Encryption and hashing are foundational concepts in computing for any type of “secret,” but you might not notice how prevalent they are. For the purpose of this blog, we’ll focus on encryption, hashing and salting for passwords. Passwords are the least secure method of logon authentication, but are still widely used. Bad actors can exploit compromised credentials for data breaches, account takeover fraud, ransomware and other criminal activities.
Hashing and encryption are both ways to keep data safe, but have different functions. Password encryption is used when the plaintext must be recovered for any reason. Password hashing is typical on the server side when the server operators don't need to know the plaintext, they just need to demonstrate that the user knows the plaintext. These functions take place in the background, as does salting, without adding friction to the user experience.
Enterprises that must use passwords should always use proven cryptographic tools for keeping passwords safe rather than trying to build their own from scratch. Read on to learn more about encryption, hashing and salting and how they are used.
What is Encryption?
Encryption is a method for securing a password (plaintext) by converting it, using a mathematical formula, into a scrambled version (ciphertext). Encryption is a two-way function, meaning the original plaintext password that is encrypted into ciphertext can be returned to plaintext by decrypting it. Some authentication systems still require reversible passwords. Anyone with the correct cryptographic key can take ciphertext and reverse it to reveal plaintext passwords, making them less secure. Protecting cryptographic keys is essential, since a bad actor with the key can unlock the encryption to recover passwords. A hardware security module (HSM) can perform core cryptographic operations and store keys in a way that prevents them from being extracted from the HSM.
Encryption can play an important role in password storage, and numerous cryptographic algorithms and techniques are available. For example, password managers use encryption to safeguard the confidentiality of the stored secrets. When a password is needed by a user, the password manager decrypts the ciphertext and inserts the plaintext password into the web browser form because plaintext is the only format the browser allows.
What is Hashing?
Hashing also uses an algorithm to transform a plaintext password into ciphertext that obscures the actual password. Unlike encryption, hashing is a one-way function. If you take an arbitrary plaintext password of any length, run it through a hashing algorithm, it spits out a string or hexadecimal number that is unique to the supplied plaintext. The length is dependent on the algorithm used. Hashes of passwords cannot be transformed back to the original plaintext password.
The server stores a hashed version of the password. When the user types in a plaintext password, the system calculates the hash and compares the hashes. If the hashes are equal, the server is able to confirm the password and the user is given access.
Common Hashing Algorithms
Less secure hash algorithms:
Message-digest algorithm 5 (MD5) takes a message of any length as input and converts it to an output of a fixed 128-bit hash value length to be used for authenticating the original message.
Secure hash algorithm (SHA) is also a cryptographic hash function. SHA-1's 160-bit values are more secure than MD5's 128-bit hash value lengths, but it also has weaknesses, which led to the SHA-2 hash code family.

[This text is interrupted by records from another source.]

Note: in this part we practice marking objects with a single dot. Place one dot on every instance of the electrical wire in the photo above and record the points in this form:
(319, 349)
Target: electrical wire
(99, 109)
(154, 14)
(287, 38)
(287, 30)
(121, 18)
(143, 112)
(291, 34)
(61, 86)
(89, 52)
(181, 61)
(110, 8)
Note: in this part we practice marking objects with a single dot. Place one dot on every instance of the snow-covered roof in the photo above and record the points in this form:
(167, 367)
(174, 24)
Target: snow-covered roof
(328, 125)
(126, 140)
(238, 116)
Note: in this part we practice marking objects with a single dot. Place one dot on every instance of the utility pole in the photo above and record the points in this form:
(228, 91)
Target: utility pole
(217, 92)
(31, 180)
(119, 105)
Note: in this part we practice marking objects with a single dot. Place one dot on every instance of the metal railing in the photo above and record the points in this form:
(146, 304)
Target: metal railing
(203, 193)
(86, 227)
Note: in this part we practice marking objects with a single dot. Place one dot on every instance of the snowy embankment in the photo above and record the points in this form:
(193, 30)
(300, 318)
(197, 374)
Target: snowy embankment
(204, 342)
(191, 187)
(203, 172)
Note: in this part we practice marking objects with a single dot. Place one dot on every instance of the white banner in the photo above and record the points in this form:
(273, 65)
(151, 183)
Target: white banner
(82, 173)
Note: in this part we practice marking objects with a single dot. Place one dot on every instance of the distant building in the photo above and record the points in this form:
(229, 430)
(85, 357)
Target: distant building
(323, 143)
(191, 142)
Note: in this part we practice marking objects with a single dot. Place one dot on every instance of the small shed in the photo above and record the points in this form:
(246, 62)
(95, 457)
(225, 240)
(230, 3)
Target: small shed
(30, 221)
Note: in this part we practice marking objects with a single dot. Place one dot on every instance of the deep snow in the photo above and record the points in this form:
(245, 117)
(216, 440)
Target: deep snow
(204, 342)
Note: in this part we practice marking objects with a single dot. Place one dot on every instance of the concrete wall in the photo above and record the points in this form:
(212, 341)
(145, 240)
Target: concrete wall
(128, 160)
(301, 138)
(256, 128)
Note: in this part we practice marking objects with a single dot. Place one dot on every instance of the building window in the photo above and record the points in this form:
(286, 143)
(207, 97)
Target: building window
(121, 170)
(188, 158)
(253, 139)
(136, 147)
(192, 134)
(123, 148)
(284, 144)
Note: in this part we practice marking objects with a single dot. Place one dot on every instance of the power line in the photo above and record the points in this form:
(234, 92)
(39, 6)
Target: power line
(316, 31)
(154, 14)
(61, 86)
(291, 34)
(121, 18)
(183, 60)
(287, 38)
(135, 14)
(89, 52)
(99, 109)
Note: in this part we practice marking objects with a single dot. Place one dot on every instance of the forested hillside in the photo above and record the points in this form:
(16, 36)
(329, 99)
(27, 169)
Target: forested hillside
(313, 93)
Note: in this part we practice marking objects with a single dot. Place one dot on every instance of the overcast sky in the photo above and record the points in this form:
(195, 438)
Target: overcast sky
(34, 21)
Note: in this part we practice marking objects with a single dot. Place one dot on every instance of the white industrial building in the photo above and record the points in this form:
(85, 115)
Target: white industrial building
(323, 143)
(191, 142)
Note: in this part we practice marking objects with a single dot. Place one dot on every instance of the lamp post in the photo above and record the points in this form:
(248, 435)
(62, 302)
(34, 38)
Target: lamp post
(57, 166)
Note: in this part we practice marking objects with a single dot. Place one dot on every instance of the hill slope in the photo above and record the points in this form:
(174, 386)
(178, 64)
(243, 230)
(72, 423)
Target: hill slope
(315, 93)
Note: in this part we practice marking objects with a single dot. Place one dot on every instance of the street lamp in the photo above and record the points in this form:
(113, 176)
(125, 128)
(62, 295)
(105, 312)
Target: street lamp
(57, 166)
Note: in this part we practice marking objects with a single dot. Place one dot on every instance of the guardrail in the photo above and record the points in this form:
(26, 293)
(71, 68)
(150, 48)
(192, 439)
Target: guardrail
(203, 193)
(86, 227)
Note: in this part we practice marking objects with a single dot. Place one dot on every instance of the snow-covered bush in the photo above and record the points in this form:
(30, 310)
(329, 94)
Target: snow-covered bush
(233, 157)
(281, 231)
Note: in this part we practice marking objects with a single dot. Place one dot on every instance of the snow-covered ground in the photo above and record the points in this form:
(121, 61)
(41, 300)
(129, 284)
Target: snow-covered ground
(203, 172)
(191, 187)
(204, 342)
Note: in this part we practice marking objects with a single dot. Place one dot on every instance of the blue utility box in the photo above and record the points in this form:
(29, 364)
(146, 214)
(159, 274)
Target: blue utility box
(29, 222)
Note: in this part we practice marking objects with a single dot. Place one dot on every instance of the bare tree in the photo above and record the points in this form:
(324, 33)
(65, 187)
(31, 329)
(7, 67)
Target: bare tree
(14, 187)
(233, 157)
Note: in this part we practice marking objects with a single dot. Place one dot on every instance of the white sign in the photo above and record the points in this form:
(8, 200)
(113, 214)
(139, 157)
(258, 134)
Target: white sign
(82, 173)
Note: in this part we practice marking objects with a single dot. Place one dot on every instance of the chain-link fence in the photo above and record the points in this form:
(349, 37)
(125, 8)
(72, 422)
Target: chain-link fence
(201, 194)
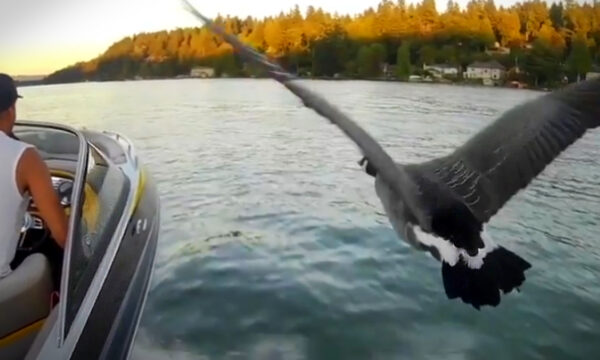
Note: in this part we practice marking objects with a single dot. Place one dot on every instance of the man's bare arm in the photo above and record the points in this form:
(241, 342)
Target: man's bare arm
(36, 178)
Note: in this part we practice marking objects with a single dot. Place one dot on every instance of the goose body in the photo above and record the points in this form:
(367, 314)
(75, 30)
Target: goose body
(442, 205)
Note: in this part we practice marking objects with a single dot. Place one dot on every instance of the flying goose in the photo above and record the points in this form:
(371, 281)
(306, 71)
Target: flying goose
(441, 206)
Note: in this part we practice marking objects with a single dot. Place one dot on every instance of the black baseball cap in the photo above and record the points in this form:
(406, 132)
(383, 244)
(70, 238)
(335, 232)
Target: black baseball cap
(8, 92)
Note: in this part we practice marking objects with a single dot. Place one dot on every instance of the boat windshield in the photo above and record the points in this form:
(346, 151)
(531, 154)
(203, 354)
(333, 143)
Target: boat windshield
(104, 199)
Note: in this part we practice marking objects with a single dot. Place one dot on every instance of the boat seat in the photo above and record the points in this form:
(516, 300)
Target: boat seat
(24, 304)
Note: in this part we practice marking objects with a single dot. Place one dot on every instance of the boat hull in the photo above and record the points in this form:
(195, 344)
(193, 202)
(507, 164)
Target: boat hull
(111, 327)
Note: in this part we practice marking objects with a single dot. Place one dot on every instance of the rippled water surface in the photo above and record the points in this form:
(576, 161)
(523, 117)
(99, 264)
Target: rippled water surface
(274, 246)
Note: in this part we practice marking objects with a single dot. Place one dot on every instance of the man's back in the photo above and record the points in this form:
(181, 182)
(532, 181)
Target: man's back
(12, 203)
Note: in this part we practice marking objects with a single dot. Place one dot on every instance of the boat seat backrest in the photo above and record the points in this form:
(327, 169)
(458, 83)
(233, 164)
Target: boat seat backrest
(24, 301)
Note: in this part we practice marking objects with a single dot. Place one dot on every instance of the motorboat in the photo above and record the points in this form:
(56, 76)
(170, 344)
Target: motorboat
(83, 302)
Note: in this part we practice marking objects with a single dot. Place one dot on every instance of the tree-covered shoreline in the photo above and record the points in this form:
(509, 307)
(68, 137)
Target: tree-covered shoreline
(538, 44)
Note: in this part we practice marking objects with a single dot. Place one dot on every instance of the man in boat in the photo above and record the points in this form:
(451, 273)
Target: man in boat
(22, 173)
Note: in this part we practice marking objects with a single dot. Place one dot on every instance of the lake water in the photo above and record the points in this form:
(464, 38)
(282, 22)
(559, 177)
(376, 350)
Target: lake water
(274, 245)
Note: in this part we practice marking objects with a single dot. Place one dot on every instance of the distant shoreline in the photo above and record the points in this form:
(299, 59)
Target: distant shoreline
(390, 80)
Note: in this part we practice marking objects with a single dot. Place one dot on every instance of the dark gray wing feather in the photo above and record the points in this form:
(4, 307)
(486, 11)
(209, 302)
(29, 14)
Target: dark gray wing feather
(504, 157)
(394, 176)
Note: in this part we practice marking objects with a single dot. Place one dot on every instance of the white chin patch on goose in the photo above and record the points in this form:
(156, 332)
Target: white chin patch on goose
(448, 252)
(451, 254)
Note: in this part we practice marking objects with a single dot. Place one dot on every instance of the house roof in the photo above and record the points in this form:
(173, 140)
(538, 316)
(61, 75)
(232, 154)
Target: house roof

More secure hash algorithms:
SHA-2 hash code family is widely used today, with algorithms that are longer and harder to break. The names of SHA-2 algorithms are connected to length, so SHA-224 represents 224 bits in length. The same format works for SHA-256, SHA-384 and SHA-512.
What is Salting?
Just as you add salt to enhance your food, a random string of characters (salt) is added to passwords to enhance them. Each user is assigned a different salt, which is only known to the server, making them unique and more secure. The salt can be placed on either side of the password. For example, adding salt to the password "Password" could result in a salted password like "4(j3Li95Password" or "Password4(j3Li95." After the salt is added, the combination of plaintext password and salt is then hashed, making it more secure than a hashed password alone.
Combining Salting and Hashing for Security
Password hashing makes storage and management more secure, and applies to both salted and unsalted passwords. Salted passwords that are also hashed make it harder for bad actors to crack passwords at scale. Because random characters are added to passwords prior to hashing, the hacker loses the ability to quickly figure out the plaintext password. Without guessing, it's almost impossible to take the output of a hash function and reverse it to find out the original value. The unique hash created with salted passwords defends against attack vectors, including dictionary, brute force and hash table attacks.

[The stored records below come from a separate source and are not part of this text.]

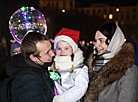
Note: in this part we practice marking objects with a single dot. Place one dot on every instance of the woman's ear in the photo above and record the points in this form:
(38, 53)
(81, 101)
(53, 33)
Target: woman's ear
(108, 41)
(32, 57)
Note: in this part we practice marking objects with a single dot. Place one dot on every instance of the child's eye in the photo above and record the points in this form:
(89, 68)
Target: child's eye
(58, 48)
(101, 41)
(66, 48)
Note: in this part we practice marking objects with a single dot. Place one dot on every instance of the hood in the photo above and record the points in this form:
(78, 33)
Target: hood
(18, 61)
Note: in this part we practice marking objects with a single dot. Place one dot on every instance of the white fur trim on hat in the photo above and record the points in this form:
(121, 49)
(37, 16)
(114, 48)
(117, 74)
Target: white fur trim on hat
(67, 39)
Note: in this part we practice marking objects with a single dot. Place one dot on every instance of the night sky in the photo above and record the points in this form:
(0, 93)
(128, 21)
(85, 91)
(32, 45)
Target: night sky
(110, 2)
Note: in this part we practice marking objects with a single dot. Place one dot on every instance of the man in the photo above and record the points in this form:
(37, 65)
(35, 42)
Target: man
(36, 53)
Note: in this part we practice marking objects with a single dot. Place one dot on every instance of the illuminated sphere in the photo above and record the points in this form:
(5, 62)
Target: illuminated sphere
(25, 20)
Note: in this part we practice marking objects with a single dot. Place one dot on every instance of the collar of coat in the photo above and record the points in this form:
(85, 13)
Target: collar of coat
(110, 72)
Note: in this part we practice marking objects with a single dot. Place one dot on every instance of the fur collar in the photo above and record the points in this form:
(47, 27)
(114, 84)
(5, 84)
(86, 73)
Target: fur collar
(112, 71)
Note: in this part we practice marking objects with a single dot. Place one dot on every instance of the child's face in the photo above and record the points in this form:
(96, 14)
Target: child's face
(63, 49)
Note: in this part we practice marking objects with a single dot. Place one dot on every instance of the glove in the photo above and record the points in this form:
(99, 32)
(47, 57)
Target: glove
(58, 98)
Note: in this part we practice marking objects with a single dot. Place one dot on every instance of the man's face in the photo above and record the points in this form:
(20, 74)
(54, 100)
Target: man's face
(16, 51)
(46, 53)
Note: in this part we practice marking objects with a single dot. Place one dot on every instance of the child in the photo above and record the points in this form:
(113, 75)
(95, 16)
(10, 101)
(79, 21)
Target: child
(69, 63)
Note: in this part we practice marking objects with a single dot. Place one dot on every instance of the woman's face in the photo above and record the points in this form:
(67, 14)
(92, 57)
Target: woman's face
(100, 43)
(63, 49)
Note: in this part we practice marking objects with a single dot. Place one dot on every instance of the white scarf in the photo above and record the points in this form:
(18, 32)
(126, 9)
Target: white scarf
(64, 63)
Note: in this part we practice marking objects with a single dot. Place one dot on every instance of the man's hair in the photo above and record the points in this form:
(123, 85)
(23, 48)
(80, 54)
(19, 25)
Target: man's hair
(108, 30)
(28, 45)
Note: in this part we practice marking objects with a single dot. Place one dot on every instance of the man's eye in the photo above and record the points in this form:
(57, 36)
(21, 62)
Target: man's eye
(66, 48)
(58, 48)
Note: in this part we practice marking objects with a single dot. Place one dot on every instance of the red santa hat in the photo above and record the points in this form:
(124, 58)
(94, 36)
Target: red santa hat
(68, 35)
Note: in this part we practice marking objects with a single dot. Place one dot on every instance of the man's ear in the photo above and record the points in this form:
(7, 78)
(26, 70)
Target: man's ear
(32, 57)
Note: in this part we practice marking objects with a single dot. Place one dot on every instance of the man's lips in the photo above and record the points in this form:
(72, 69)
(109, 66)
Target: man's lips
(62, 55)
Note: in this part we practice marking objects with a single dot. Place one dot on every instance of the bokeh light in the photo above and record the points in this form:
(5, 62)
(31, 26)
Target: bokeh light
(25, 20)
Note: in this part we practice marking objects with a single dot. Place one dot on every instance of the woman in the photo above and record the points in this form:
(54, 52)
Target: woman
(112, 72)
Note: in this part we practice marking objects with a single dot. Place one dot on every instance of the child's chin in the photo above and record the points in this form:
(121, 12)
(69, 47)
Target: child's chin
(62, 55)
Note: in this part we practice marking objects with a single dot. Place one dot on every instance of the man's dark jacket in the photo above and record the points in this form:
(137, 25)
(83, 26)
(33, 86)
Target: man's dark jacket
(28, 87)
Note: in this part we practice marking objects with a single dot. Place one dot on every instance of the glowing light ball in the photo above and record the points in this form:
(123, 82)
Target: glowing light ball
(25, 20)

Let's say a hacker wants to test a password. The hacker first has to steal the server file containing hashed passwords. An experienced hacker will have already taken commonly used passwords, dictionary entries and passwords found on the dark web, run them through standard hash algorithms and put the results in a table. A hash table is a pre-calculated database of hashes and a rainbow table is a pre-calculated table of reversed hashes used to decipher password hashes. The hacker searches the server file for matches in the pre-calculated hashes on their rainbow table. Because the rainbow table was created from all the possible plaintexts, they now know that user's password. The hacker will be able to access the user's account unless other security measures, like multi-factor authentication (MFA), are in place.
A hacker with pre-calculated tables based on typical passwords will be unable to easily figure out salted passwords because random extra characters have been added. The hacker will be forced to try millions of hashed password-salt combinations in order to uncover passwords. Just as a car thief will skip difficult break-ins to find an unlocked car with the keys in the ignition, the hacker will move on to less secure targets.
Recap: Encryption vs. Hashing vs. Salting
Password encryption is used when the plaintext must be recovered for any reason. Encryption is a reversible method of converting plaintext passwords to ciphertext, and you can return to the original plaintext with a decryption key. Encryption is often used for storing passwords in password managers.
Password hashing is useful on the server side when server operators don't need to know the plaintext, only that the user knows the plaintext. Hashing is a one-way process that converts a password to ciphertext using hash algorithms. A hashed password cannot be decrypted, but a hacker can try to reverse engineer it.
Password salting adds random characters before or after a password prior to hashing to obfuscate the actual password. Because of the randomness of the salt, hackers have a very difficult time figuring out actual passwords from hashed salted passwords because their pre-calculated tables of passwords won't work.